I came down with a cold yesterday and talked myself out of making pancakes for breakfast. Today I realized that I would need something quick for breakfast before work tomorrow so I thought I’d go ahead and make some pancakes today. I didn’t have any bananas thawed so I decided to try a new recipe rather than our standby Blogilates version: Fluffy Little Almond Flour Pancakes. I’ve made several of Kelly’s recipes before and they have always turned out well so I decided to go ahead and quadruple the recipe so we could have enough to last us for several days (as written, the recipe makes about 20 small pancakes which I figured would serve our family of three for one meal).
The recipe calls for maple syrup, which is not GAPS-legal. I have trouble keeping honey and applesauce from browning too quickly when I make pancakes in my cast iron pans, but I decided to make the recipe subbing honey for the maple syrup and tweaking as necessary later.
The recipe says to beat the egg whites until very foamy. I beat them with a hand mixer until they looked about like so:
They didn’t hold any kind of soft peak but had a consistent texture with small bubbles throughout. I mixed the rest of the ingredients as followed and cooked the pancakes in cast iron skillets, using a small cookie scoop to keep the batter a uniform size for each pancake.
They help their shape pretty well in the pan and didn’t run all over the place. That was nice! They really stuck together if I placed them to closely, though. I spent a considerable amount of time trying to separate the pancakes without ruining them. :/ If I had to choose between saving time by putting pancakes more closely together or having perfect pancakes, I’d still make the same choice. If I was just making one batch I might take the time and keep spacing distanced better but I never just make one batch! :)
I overbrowned most of the pancakes. I have found that I have better success when I use banana as a sweetener in pancakes rather than honey or applesauce so next time I make these I will try using one mashed banana for a quadruple recipe. That’s right: there will be a next time.

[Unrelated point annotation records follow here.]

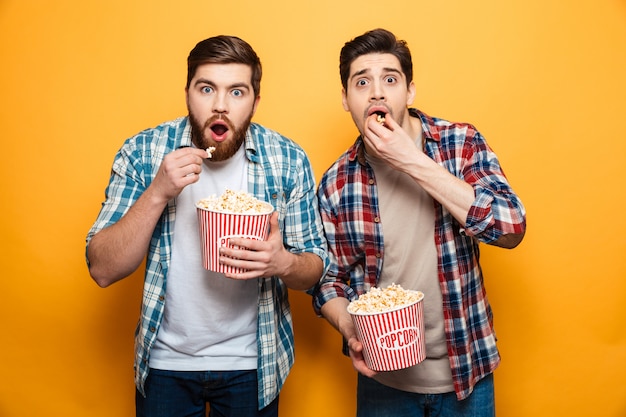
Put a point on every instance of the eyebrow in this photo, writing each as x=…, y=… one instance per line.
x=212, y=84
x=366, y=70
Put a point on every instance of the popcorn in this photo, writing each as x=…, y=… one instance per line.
x=377, y=300
x=239, y=202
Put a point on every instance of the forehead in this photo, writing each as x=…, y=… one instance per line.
x=375, y=64
x=223, y=74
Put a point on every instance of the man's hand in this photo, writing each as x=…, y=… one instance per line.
x=178, y=169
x=358, y=361
x=270, y=258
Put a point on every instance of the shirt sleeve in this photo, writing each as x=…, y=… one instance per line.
x=497, y=210
x=126, y=184
x=336, y=282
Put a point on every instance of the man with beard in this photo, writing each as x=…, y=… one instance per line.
x=205, y=337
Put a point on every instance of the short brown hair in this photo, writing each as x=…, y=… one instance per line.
x=225, y=49
x=375, y=41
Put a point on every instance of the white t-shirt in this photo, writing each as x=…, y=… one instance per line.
x=210, y=321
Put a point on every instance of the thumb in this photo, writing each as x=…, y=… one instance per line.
x=274, y=228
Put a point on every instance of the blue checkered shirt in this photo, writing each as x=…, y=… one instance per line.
x=279, y=172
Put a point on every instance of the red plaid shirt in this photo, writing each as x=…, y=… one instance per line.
x=349, y=207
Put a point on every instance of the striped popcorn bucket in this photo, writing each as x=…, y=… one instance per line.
x=393, y=339
x=216, y=229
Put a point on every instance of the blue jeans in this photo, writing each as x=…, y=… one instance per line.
x=186, y=394
x=378, y=400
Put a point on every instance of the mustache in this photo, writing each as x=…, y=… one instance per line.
x=221, y=117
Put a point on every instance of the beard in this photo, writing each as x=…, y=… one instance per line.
x=225, y=149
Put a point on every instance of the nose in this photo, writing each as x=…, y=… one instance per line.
x=377, y=93
x=220, y=104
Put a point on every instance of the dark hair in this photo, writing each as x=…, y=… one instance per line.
x=224, y=49
x=375, y=41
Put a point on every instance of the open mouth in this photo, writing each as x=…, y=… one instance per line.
x=219, y=130
x=380, y=116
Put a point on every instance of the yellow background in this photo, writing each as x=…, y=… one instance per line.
x=543, y=80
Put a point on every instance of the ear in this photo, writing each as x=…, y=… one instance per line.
x=256, y=103
x=410, y=94
x=344, y=99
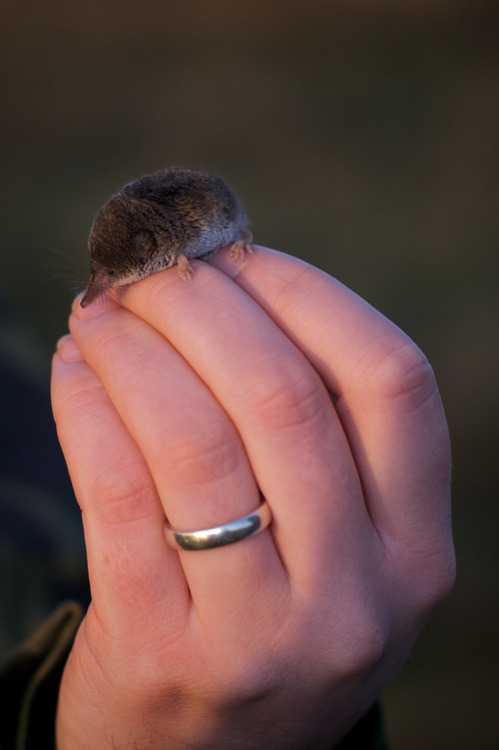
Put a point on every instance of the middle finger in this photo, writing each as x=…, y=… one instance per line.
x=295, y=443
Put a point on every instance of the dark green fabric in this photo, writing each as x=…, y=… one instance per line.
x=30, y=679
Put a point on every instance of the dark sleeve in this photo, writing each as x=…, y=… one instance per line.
x=30, y=679
x=367, y=734
x=31, y=675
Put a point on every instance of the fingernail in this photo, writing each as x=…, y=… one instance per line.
x=68, y=351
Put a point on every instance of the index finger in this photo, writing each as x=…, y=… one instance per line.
x=387, y=396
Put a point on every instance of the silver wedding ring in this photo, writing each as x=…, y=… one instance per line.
x=219, y=536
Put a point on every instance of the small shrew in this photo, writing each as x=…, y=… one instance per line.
x=161, y=220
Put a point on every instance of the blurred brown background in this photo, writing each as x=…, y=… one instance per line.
x=362, y=136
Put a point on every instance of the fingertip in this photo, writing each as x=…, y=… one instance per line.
x=68, y=350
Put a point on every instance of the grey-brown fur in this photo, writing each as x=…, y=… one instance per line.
x=159, y=220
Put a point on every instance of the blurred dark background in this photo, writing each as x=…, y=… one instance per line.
x=361, y=136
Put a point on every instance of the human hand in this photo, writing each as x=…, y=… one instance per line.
x=186, y=400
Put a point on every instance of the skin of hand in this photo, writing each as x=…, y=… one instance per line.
x=186, y=399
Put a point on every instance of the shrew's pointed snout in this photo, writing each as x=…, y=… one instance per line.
x=99, y=283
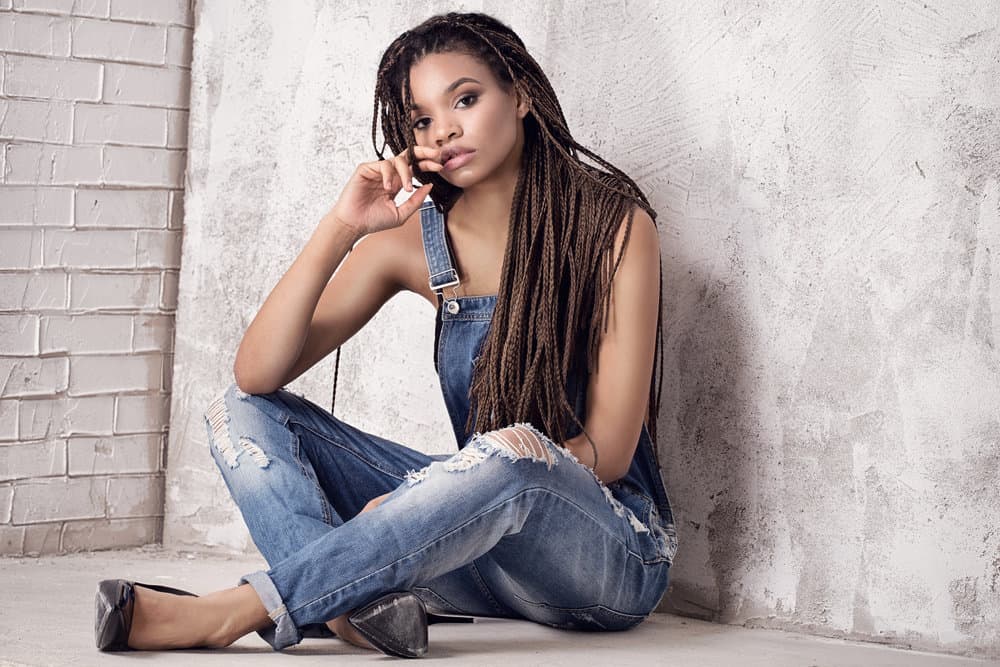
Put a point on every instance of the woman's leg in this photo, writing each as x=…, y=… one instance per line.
x=296, y=472
x=512, y=491
x=493, y=501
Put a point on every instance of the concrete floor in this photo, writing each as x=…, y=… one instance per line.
x=47, y=619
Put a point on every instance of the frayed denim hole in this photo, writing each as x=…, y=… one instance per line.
x=217, y=416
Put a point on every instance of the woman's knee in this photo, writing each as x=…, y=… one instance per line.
x=238, y=424
x=514, y=457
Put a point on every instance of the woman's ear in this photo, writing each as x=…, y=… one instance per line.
x=523, y=102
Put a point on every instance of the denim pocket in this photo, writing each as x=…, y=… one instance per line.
x=595, y=618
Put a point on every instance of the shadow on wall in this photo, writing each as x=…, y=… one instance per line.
x=705, y=396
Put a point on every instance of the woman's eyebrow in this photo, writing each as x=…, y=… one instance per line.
x=454, y=84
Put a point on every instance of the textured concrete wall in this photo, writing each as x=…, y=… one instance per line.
x=93, y=127
x=827, y=180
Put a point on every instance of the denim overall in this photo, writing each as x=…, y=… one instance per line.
x=481, y=532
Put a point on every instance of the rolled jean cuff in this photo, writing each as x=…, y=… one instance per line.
x=283, y=633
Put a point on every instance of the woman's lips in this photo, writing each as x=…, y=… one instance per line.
x=459, y=160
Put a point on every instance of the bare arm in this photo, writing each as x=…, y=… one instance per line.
x=618, y=394
x=274, y=340
x=308, y=314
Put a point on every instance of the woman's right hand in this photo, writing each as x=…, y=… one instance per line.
x=367, y=203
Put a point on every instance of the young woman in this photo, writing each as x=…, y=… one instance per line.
x=545, y=274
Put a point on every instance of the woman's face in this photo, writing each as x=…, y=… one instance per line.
x=461, y=109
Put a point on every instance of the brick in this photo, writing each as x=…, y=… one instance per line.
x=33, y=376
x=32, y=120
x=161, y=11
x=127, y=42
x=152, y=333
x=20, y=248
x=158, y=249
x=119, y=124
x=6, y=501
x=135, y=496
x=127, y=165
x=111, y=533
x=101, y=374
x=114, y=290
x=27, y=76
x=19, y=335
x=85, y=334
x=32, y=291
x=32, y=459
x=8, y=420
x=122, y=208
x=90, y=248
x=176, y=209
x=34, y=34
x=39, y=419
x=37, y=501
x=145, y=413
x=139, y=84
x=179, y=46
x=51, y=164
x=177, y=123
x=12, y=540
x=36, y=206
x=42, y=539
x=168, y=297
x=96, y=8
x=114, y=454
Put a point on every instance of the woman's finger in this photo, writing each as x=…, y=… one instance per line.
x=410, y=206
x=402, y=166
x=386, y=170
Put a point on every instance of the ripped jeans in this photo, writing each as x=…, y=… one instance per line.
x=510, y=526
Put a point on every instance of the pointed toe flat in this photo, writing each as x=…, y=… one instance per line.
x=114, y=604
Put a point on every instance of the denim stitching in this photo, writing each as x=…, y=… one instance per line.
x=324, y=502
x=372, y=464
x=485, y=589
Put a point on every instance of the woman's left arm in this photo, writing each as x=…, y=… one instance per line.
x=618, y=394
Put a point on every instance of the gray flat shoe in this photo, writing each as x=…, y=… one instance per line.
x=114, y=605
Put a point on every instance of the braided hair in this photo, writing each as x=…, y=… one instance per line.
x=555, y=287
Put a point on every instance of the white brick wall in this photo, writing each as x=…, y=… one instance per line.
x=93, y=137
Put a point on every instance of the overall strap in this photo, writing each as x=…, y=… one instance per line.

Verdict: These pancakes didn’t have the most spectacular flavor on their own, but pancakes are really just a vehicle for toppings in my opinion. These pancakes don’t run in the pan, they flip easily, and they don’t crumble easily after they are cooked. They have a mild taste and a pretty good texture. You really can’t ask much more than that for a GAPS pancake. I think these would be a great option when you are serving one or two family members a GAPS breakfast and the rest of the family is having regular pancakes. However: overbrowning is a challenge. I am hoping that the addition of some banana will lower the risk of burning and add some flavor and smoothness of texture to make this a really top-notch breakfast. I will make these again.